Bei weiteren sieben Rügen, die der Presserat aussprach, stand vor allem die Verletzung von Persönlichkeitsrechten im Vordergrund. Dreimal musste der Beschwerdeausschuss auf Ziffer 8 (Schutz des Privatlebens und der Intimsphäre) und einmal auf Ziffer 13 (Verbot der Vorverurteilung) der Publizistischen Grundsätze Bezug nehmen. Die Richtlinie 8.4 stellt darüber hinaus körperlich und psychisch erkrankte Menschen unter besonderen Schutz. Dagegen hatte in einem Fall die „Bild-Zeitung“ verstoßen, die das Foto eines Busfahrers auf der Intensivstation eines Krankenhauses veröffentlicht hatte. Im nebenstehenden Artikel wurde geschildert, wie der Mann aufgrund eines Schlaganfalls am Steuer seines Busses die Kontrolle über das Fahrzeug verloren hatte. Außerdem wurde die Ausgabe der „Bild-Zeitung“ vom 3. Januar dieses Jahres gerügt.
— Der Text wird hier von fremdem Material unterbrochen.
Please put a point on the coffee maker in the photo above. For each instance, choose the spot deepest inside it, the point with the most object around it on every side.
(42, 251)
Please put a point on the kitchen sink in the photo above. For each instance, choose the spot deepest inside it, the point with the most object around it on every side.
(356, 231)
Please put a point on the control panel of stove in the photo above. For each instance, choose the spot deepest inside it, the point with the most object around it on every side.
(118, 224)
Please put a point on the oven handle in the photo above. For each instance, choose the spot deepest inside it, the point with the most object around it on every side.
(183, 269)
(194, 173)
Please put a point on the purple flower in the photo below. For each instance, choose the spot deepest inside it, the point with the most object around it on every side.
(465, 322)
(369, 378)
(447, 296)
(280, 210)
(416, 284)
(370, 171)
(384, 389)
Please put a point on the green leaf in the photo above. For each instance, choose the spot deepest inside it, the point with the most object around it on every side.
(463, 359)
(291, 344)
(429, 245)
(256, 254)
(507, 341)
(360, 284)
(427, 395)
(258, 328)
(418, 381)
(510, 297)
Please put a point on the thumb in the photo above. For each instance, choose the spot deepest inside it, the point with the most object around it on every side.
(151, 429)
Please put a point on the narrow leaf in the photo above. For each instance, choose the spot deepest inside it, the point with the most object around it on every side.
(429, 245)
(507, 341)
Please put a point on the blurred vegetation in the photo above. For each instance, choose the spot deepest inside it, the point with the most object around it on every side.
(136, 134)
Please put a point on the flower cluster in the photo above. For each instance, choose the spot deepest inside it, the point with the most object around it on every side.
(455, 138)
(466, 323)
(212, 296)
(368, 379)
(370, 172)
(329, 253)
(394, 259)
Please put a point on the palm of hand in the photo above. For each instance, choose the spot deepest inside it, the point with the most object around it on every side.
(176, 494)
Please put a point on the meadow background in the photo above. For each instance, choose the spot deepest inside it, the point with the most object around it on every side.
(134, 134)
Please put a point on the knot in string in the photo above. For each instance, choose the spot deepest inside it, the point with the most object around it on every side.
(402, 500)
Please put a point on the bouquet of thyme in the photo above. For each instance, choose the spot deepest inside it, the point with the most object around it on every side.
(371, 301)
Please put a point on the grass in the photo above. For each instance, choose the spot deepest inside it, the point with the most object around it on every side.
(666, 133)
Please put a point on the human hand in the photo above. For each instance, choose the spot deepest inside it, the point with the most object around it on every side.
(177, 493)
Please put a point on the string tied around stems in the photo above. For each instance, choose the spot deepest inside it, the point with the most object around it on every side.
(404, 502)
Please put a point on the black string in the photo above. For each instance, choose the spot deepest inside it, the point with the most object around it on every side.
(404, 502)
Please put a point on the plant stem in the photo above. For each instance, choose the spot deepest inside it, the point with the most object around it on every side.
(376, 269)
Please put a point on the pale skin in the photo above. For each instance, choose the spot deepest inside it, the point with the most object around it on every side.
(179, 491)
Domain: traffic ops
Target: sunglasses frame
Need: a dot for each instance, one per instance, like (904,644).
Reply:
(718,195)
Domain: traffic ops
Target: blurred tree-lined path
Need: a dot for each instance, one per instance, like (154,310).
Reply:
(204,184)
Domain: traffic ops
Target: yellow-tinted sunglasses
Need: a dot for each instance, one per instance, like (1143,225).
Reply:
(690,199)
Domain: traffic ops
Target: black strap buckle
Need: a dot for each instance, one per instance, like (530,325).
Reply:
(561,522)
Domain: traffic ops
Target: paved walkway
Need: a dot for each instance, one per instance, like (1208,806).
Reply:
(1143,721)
Sie hatte die verbrannte Leiche einer jungen Frau gezeigt, die sich das Leben genommen hatte. Neben der Persönlichkeitsverletzung habe das Boulevardblatt damit auch gegen Ziffer 11 des Pressekodex verstoßen, die den Verzicht „auf eine unangemessen sensationelle Darstellung von Gewalt“ verlangt.
Schließlich sprach der Beschwerdeausschuss zwei Rügen wegen des Verstoßes gegen Ziffer 7 des Pressekodex aus, der die Trennung von redaktionellem Teil und Anzeigen regelt. Die Zeitschrift „Maxim“ hatte unter der Überschrift „Männerwünsche“ mehrere Anzeigen veröffentlicht, ohne sie als solche kenntlich zu machen. Das Ratgebermagazin „Haus und Wohnen“ hatte in seiner Ausgabe 1/2002 in werbender Sprache einzelne Anbieter von Baufinanzierungen vorgestellt.
Der Beschwerdeausschuss sprach außerdem 15 Missbilligungen gegen verschiedene Zeitschriften und Tageszeitungen sowie 16 Hinweise aus. Insgesamt wurden 39 Beschwerden als unbegründet abgewiesen.
Gerügt wurde die „Offenbach-Post“, weil sie in einer Meldung die Volksgruppe der Sinti und Roma diskriminiert hatte. Unter der Überschrift „Kinderhorde knackt Autos“ hatte die Zeitung im April vergangenen Jahres unter anderem geschrieben: „Wieder Roma-Ärger: Ein Polizist … ertappte gestern Mittag mehrere Sippen-Kinder“. Darin sah der Presserat einen Verstoß gegen Ziffer 12 der Publizistischen Grundsätze, in der fixiert ist, dass niemand wegen seines Geschlechts oder seiner Zugehörigkeit zu einer rassischen, ethnischen, religiösen, sozialen oder nationalen Gruppe diskriminiert werden dürfe. Außerdem sprach der Presserat in seiner Sitzung weitere neun Missbilligungen sowie sieben Hinweise gegen Presseorgane aus, die im vergangenen Jahr durch ihre Berichterstattung die Gruppe der Sinti und
Roma diskriminiert hatten. Insgesamt behandelte der Beschwerdeausschuss in seiner ersten Sitzung in diesem Jahr 37 Beschwerden des Zentralrats Deutscher Sinti und Roma.